L’artiste, qui a trouvé son pseudonyme au détour d’une recherche Google sur la pureté et l’esprit, inspiré par sa volonté de « dire les choses telles qu’elles sont, d’être transparent », confronte les sujets qui font mal, martèle des phases au premier degré et d’autres dont on n’a pas fini de déployer les double-sens. On a voulu l’entendre parler de la vision du monde qu’il a entrepris de traduire en musique.
À quel moment tu t’es dit que ta vie, ce serait le rap ?
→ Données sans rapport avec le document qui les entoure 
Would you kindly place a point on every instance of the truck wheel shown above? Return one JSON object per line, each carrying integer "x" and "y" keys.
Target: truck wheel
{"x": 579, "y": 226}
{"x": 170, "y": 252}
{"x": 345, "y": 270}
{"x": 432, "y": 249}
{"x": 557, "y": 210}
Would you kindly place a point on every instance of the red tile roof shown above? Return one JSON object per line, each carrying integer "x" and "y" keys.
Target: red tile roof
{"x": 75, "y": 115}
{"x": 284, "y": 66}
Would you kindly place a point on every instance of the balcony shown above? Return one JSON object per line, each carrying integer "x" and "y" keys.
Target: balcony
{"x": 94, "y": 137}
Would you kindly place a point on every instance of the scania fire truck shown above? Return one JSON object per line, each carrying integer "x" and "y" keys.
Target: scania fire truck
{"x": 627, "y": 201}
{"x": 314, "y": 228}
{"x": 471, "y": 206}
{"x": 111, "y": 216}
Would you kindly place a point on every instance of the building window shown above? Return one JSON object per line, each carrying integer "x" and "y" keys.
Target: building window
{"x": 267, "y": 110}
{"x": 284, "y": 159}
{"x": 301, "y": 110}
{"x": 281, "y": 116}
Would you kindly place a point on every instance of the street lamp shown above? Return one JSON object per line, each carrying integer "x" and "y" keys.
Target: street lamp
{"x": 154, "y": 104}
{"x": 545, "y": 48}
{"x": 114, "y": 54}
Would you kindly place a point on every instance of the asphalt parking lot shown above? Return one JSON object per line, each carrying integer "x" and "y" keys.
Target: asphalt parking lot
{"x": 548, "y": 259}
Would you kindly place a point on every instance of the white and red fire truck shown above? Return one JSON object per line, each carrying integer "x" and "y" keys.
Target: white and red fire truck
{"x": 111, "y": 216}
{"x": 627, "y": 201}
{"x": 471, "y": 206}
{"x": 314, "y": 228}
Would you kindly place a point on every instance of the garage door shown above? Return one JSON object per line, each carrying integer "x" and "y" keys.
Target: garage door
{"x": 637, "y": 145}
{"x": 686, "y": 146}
Je suis quelqu’un qui, dès qu’il est investi dans quelque chose, pense qu’il va faire ça toute sa vie. J’ai eu le même délire avec le basket et avec tout ce que j’ai entrepris. Et pour une raison ou pour une autre, ça n’a pas abouti. Mais pour la musique, je crois que j’avais envie de dire des choses. Si je peux changer des mentalités, passer des messages… J’ai vu comment la musique me transcendait et je me suis dit que je voulais faire pareil avec d’autres gens, même si je ne m’en suis pas tout de suite donné les moyens. Mais quant à savoir à quel moment j’ai capté ce que je voulais faire musicalement… Ça, jamais. Tous les jours, j’entends des nouvelles sonorités, des nouveaux trucs, et ça me donne de nouvelles idées. Donc si je peux ne jamais être dans une case, ça me va. Je préfère que les gens ne sachent pas par où je vais les surprendre.
Quel rôle a eu ta rencontre avec Laylow dans tout ça ?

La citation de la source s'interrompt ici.